American boxer (born 1982)

Shawn Michael Miller (born March 23, 1982) is an American professional boxer. As an amateur, he went undefeated with a perfect record of 23-0.

==Background==
The Miller family has been in the boxing business for several generations. Miller's brother, Shannon Miller, is a retired professional heavyweight boxer who fought for many years. Shannon's record was 16-4, with 9 wins by knockout. Their father, Bob Miller, was a boxer until age 21, after which he went on to train other fighters, and promote for several big names in the sport. Together with his wife, Bob Miller promoted fights for Verno Philips, Lucian Bute, and even Mike Tyson.

==Early years==
Miller had his first match at age 11. He attended Troy High School, where he was an all-state performer in football, basketball, and baseball. He played football and baseball at Hudson Valley Community College, earning Northeast Football Conference Offensive Player of the Year honors in 2001 after recording 41 receptions for 611 yards and nine touchdowns.
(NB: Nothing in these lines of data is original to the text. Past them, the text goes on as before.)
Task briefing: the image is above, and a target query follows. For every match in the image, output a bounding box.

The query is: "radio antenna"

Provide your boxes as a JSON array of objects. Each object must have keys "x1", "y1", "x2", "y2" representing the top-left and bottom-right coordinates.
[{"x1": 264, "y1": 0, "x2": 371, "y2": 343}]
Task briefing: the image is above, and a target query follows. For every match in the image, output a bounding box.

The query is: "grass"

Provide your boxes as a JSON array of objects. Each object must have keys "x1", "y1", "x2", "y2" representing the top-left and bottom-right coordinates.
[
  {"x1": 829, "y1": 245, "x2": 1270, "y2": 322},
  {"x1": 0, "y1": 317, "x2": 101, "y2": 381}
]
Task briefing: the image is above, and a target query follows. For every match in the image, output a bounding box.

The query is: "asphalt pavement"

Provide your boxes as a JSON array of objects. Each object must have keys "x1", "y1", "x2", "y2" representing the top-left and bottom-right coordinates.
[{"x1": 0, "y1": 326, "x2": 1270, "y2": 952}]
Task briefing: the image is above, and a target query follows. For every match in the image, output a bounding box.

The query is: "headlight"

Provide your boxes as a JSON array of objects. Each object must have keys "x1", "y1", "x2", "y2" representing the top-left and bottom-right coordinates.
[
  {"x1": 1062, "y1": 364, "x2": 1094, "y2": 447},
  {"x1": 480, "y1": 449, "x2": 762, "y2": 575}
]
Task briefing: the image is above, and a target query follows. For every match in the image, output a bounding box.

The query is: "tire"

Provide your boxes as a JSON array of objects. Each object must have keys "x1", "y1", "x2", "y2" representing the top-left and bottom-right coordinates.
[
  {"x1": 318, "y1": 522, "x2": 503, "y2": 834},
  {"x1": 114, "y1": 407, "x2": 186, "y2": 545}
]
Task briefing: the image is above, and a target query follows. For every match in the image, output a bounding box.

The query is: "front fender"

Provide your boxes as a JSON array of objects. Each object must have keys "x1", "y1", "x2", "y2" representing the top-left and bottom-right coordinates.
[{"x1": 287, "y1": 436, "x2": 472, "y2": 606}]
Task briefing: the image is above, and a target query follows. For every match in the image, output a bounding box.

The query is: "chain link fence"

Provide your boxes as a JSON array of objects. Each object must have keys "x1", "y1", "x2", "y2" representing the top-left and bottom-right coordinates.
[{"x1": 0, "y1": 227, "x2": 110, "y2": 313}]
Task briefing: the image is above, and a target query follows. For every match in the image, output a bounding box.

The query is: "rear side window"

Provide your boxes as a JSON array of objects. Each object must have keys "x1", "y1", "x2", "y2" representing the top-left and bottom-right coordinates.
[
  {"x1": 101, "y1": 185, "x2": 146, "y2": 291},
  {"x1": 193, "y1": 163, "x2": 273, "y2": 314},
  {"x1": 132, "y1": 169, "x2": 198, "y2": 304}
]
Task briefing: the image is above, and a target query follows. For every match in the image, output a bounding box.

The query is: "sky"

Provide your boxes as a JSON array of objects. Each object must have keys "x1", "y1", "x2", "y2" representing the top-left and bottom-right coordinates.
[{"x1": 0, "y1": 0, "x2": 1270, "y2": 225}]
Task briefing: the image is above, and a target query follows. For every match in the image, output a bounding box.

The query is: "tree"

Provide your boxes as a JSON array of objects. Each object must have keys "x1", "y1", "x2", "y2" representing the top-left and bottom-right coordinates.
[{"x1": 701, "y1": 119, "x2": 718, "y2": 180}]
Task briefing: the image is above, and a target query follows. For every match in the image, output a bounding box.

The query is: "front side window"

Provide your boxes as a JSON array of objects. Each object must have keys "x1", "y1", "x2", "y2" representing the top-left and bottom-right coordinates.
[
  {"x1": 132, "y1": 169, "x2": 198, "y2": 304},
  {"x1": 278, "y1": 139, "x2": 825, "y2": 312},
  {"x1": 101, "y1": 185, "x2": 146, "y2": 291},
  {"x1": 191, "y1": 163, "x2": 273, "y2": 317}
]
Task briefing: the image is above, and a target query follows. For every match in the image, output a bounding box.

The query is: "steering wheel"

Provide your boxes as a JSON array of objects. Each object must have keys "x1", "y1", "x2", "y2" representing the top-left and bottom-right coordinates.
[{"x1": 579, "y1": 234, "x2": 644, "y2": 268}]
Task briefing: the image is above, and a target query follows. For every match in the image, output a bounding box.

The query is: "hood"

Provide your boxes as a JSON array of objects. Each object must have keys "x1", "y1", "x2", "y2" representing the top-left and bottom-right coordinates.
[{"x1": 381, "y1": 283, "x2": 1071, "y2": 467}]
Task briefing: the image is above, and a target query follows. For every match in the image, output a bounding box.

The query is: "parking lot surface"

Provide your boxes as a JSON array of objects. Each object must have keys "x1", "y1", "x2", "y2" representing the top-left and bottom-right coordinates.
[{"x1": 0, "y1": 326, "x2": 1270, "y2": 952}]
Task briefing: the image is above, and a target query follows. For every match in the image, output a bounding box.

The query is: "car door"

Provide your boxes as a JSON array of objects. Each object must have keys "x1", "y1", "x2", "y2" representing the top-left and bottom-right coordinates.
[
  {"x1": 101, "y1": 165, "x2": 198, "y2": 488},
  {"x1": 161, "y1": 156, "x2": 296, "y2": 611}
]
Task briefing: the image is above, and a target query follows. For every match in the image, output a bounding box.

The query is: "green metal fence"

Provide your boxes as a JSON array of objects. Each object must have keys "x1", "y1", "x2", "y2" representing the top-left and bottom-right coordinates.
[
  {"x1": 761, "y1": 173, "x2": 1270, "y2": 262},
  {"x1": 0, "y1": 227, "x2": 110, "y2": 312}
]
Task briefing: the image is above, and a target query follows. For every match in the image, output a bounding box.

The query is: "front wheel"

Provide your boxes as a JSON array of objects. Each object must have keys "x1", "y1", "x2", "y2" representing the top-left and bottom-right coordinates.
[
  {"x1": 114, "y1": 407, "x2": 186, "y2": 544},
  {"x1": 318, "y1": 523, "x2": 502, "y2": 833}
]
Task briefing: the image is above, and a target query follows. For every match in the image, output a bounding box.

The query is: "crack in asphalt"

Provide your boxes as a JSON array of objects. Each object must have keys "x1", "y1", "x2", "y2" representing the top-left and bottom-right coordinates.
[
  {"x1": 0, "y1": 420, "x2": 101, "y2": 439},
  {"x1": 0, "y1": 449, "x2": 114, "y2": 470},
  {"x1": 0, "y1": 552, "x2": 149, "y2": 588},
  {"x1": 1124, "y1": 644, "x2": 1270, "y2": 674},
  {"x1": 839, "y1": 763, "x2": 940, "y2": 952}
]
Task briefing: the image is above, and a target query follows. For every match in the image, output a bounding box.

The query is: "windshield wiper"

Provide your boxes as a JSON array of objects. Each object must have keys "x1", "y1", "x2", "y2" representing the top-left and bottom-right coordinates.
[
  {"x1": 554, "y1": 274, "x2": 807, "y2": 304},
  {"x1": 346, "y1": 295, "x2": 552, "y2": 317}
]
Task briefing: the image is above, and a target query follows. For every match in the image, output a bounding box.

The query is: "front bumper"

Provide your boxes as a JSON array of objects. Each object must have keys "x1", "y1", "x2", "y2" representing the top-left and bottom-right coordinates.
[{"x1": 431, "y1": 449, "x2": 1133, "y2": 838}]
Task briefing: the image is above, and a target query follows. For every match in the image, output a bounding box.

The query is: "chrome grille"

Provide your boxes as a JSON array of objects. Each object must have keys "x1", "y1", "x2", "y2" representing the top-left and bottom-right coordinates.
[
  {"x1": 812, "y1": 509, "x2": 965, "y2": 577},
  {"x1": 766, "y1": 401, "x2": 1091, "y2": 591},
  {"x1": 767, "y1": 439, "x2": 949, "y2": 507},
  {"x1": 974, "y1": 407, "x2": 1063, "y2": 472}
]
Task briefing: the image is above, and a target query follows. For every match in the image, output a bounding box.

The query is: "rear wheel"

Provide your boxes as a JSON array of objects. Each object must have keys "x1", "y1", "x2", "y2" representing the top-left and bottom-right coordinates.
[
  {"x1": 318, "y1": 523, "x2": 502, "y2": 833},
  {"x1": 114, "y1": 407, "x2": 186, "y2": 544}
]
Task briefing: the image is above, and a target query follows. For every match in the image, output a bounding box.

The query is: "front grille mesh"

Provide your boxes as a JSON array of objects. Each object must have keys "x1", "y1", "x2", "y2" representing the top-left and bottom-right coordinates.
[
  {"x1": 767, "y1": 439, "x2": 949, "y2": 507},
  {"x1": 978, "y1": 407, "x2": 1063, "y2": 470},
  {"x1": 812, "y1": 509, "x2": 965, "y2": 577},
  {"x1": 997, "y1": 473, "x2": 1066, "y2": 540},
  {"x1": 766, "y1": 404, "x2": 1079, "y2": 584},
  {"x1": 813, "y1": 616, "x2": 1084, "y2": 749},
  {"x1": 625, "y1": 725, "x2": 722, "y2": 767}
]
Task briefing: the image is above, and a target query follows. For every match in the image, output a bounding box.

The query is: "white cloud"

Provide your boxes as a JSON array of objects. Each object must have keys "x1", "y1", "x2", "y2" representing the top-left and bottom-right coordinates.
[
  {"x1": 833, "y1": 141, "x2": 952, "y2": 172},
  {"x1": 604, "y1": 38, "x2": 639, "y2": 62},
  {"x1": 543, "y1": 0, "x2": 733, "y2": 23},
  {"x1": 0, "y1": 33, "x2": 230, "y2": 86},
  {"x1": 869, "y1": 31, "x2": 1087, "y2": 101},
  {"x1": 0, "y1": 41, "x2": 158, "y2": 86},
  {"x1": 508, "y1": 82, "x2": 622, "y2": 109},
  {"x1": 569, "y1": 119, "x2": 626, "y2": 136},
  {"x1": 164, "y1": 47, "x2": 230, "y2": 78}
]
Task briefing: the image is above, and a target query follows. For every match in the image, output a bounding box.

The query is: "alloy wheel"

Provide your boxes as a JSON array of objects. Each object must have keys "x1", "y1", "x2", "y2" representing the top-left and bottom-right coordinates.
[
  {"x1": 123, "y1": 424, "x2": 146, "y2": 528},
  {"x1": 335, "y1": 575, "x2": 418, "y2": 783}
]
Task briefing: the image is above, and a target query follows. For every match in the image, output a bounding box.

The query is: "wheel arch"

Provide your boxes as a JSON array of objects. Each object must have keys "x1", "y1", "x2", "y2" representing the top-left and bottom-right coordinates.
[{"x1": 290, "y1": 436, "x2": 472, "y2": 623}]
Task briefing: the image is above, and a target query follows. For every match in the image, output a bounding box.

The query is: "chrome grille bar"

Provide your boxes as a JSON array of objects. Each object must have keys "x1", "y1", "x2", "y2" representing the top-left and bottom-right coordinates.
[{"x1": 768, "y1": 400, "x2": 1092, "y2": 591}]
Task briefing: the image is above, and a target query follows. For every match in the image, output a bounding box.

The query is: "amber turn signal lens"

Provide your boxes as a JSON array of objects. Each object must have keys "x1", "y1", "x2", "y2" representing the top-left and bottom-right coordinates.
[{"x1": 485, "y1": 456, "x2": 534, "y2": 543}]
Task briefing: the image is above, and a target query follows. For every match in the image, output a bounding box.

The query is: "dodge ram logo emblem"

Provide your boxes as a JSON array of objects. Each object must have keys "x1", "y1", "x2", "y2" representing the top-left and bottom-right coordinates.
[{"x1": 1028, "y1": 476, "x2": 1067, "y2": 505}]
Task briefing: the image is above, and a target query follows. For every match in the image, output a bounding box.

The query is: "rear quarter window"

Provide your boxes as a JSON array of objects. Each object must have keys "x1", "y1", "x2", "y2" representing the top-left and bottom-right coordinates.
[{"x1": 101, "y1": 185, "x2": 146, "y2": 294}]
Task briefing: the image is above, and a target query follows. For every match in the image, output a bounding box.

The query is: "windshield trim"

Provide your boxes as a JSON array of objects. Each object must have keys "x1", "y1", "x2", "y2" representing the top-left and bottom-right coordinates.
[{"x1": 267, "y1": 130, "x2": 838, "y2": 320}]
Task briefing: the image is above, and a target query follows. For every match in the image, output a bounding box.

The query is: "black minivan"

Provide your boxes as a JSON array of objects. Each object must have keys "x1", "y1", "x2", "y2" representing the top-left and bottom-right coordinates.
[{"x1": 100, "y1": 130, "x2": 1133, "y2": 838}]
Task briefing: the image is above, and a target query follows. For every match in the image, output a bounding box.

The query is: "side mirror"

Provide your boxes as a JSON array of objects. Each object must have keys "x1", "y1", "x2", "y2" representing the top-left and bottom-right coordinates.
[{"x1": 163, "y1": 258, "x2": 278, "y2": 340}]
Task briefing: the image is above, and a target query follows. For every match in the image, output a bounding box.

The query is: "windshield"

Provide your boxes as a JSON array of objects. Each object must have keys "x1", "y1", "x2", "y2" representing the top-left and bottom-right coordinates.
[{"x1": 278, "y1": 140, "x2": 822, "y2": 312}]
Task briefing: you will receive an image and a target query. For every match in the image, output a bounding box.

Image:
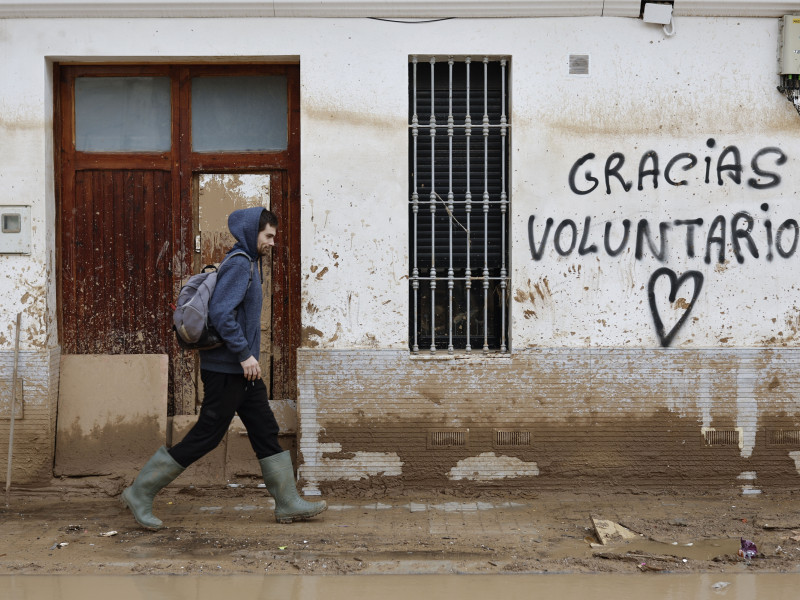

From there, he played two games for the University at Albany football team before injuring his knee. He finally transferred to the West Virginia University, where he played both football and baseball. He injured his elbow during a pre-draft workout, derailing his professional baseball career. Instead, Miller played professional arena football for three years with the Albany Conquest.

==Professional career==
Miller started his professional boxing career in 2009.